# tropheus duboisi w/ mbuna



## Williamleigh (Aug 20, 2009)

i think the bioload in my 45 mbuna tank is a little high i have a 15 gallon should i put the duboisi in there and could i add other tang's to that tank w/ him


----------



## BLUE RAM (Oct 4, 2005)

Even a single tropheus will not be happy in a 15 gal and this size of tank is simply too small for other fish except maybe a shell dweller.


----------



## cichlify (Sep 1, 2009)

ha when i sugested a 45 gal mbuna tank i sure got a stern talking to from the members here...


----------



## 24Tropheus (Jun 21, 2006)

No prob with a 45g Mbuna tank as long as it is the right shape and has carefully selected species. Is the bioload your only prob Mr original poster? If so I would just up filtration and waterchanges.

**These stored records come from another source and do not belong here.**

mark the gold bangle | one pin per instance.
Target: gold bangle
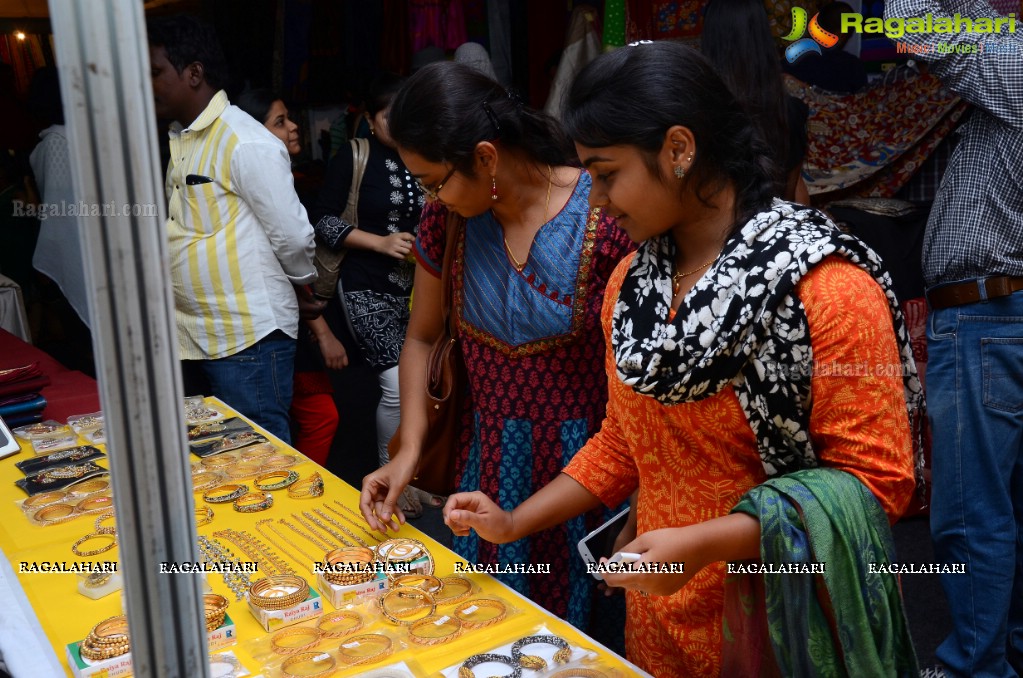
(400, 616)
(98, 525)
(44, 499)
(207, 480)
(204, 515)
(93, 504)
(403, 550)
(224, 493)
(347, 649)
(91, 486)
(245, 469)
(455, 590)
(254, 502)
(427, 583)
(419, 631)
(278, 461)
(271, 592)
(258, 451)
(218, 460)
(308, 488)
(285, 479)
(95, 551)
(330, 626)
(313, 659)
(309, 637)
(344, 566)
(53, 513)
(465, 609)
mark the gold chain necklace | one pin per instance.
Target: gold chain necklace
(676, 279)
(546, 209)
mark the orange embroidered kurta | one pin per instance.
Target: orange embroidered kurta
(694, 461)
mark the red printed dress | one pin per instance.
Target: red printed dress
(534, 353)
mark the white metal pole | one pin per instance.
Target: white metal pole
(103, 59)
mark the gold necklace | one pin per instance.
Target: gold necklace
(676, 279)
(546, 209)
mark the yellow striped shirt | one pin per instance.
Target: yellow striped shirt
(238, 236)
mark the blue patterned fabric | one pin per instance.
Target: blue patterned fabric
(519, 308)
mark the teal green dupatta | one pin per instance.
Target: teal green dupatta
(844, 622)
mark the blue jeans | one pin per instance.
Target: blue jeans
(257, 381)
(975, 405)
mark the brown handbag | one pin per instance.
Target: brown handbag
(446, 389)
(327, 261)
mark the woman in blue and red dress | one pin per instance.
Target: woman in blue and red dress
(529, 274)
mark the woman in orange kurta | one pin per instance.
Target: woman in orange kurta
(748, 341)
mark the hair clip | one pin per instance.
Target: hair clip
(493, 119)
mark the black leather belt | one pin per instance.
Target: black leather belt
(971, 291)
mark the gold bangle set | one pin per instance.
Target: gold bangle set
(303, 637)
(276, 592)
(455, 590)
(348, 567)
(465, 612)
(435, 630)
(348, 649)
(311, 663)
(207, 480)
(308, 488)
(254, 502)
(60, 511)
(204, 515)
(275, 480)
(393, 604)
(108, 515)
(224, 493)
(427, 583)
(214, 611)
(402, 550)
(106, 639)
(339, 624)
(102, 533)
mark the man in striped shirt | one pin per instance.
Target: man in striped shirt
(240, 244)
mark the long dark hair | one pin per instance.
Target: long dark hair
(753, 73)
(446, 108)
(633, 95)
(188, 39)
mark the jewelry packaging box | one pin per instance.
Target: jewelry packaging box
(116, 667)
(271, 620)
(339, 596)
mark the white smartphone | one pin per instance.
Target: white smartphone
(601, 543)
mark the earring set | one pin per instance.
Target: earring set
(679, 171)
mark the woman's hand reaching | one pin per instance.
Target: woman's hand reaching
(475, 510)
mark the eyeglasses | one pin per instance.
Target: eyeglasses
(432, 193)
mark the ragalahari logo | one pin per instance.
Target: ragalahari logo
(801, 46)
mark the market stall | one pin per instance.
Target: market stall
(266, 516)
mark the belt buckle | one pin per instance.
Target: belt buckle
(1001, 287)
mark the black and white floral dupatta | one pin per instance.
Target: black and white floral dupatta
(744, 324)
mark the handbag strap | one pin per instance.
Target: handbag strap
(360, 155)
(451, 231)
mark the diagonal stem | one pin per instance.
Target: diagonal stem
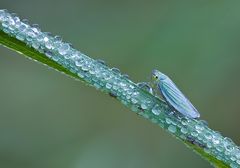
(52, 51)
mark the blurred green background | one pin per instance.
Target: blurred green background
(48, 120)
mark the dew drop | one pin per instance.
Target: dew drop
(156, 110)
(172, 128)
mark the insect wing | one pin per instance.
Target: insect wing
(176, 98)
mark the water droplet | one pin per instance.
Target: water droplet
(125, 76)
(63, 49)
(100, 61)
(172, 128)
(156, 109)
(134, 101)
(108, 86)
(168, 121)
(143, 106)
(116, 70)
(183, 130)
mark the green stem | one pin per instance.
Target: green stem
(209, 144)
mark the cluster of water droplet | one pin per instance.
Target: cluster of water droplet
(110, 80)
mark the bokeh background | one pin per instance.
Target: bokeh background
(48, 120)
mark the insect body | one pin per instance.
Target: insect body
(163, 85)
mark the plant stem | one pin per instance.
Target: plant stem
(52, 51)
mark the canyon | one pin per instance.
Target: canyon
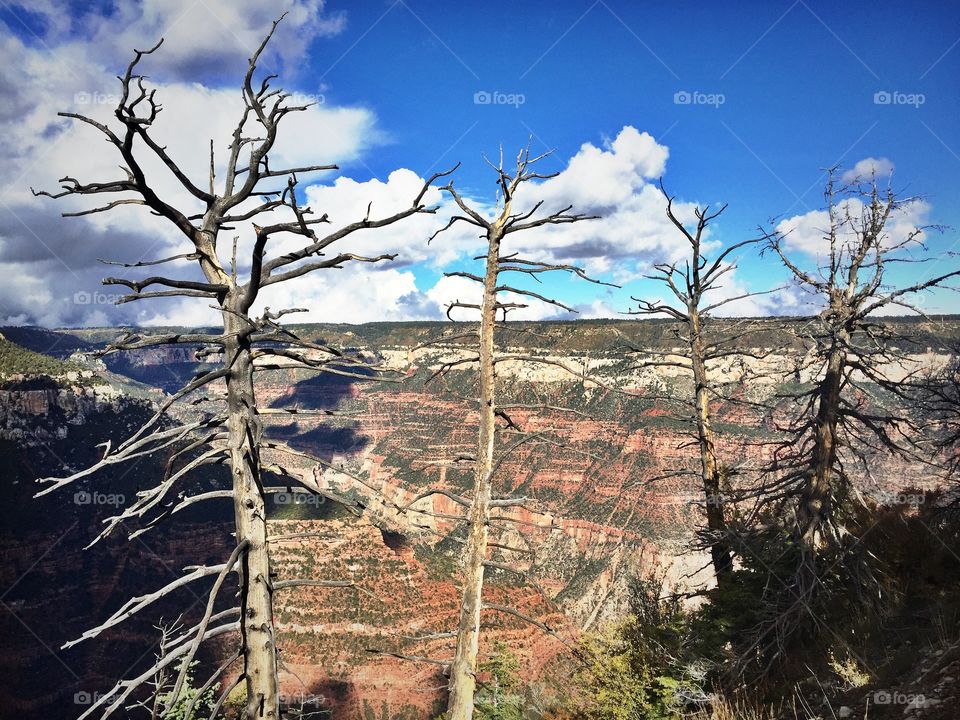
(608, 496)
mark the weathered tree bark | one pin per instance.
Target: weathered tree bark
(691, 283)
(710, 475)
(233, 436)
(256, 592)
(816, 499)
(464, 666)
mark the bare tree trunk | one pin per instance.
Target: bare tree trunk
(720, 550)
(463, 669)
(256, 595)
(816, 502)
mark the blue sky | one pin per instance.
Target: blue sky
(780, 91)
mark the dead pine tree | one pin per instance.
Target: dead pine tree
(856, 400)
(497, 299)
(696, 284)
(232, 436)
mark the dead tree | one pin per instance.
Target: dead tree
(497, 300)
(234, 436)
(694, 284)
(855, 401)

Though long term your dub may be happier elsewhere, (and cause less damage) no way would I put him in a 15g on his own (try to add fish to such small tank with a resident dub would be heading for disaster I think). Main prob with a dub in a 15g is can any fish like this be happy alone. You would have to play with him every day to keep him from going mad I think.


----------



## cichlify (Sep 1, 2009)

soo. i have some tropheus reds and i could put them with a few mbuna i have left?

(tank size and bio load already taken into consideration.)


----------



## Afishionado (Jun 6, 2006)

If you have a big enough tank, the right filtration, water params, etc, Tropheus and mbuna will co-exist and largely ignore each other, from what I've seen - at least with the mild-to-medium agressive mbuna. Not what people who really want to experience Tropheus to their fullest recommend, but otherwise workable.


----------



## Brandrcm (Feb 25, 2008)

I was laughed at over the internet for bringing up a 72gal


----------



## 24Tropheus (Jun 21, 2006)

No way do I keep breeding groups of Tropheus in anything less than a 70-75g 48" long or longer tank long term. Some folk do OK with 55g 48" long tank just it always goes wrong for me usually when a good sized group are adult. In theory they are fine for growing on a group or an experienced keeper keeping a undersized group for breeding that is already stable and used to this size tank or when you get lucky growing on a group and it balances out that you have a stable group small enough to be happy in a 55g.

A single Tropheus looking for a home may sometimes be OK an all male Mbuna type tank, sometimes even a small one of less than 55g.

This question keeps coming up.
I guess folk always want to keep Tropheus and hope that some how they can be kept in ever smaller tanks.
To be honest with good filtration and good husbandry skills to some extent they are right the min size tank is decreasing as more and more folk try them in 55gs and 50g type tanks and sometimes are successful.
At one time the min size tank recommended for Tropheus was 100g at least 60" long or larger.
Big groups prob still do best in tanks this size.

All the best James


----------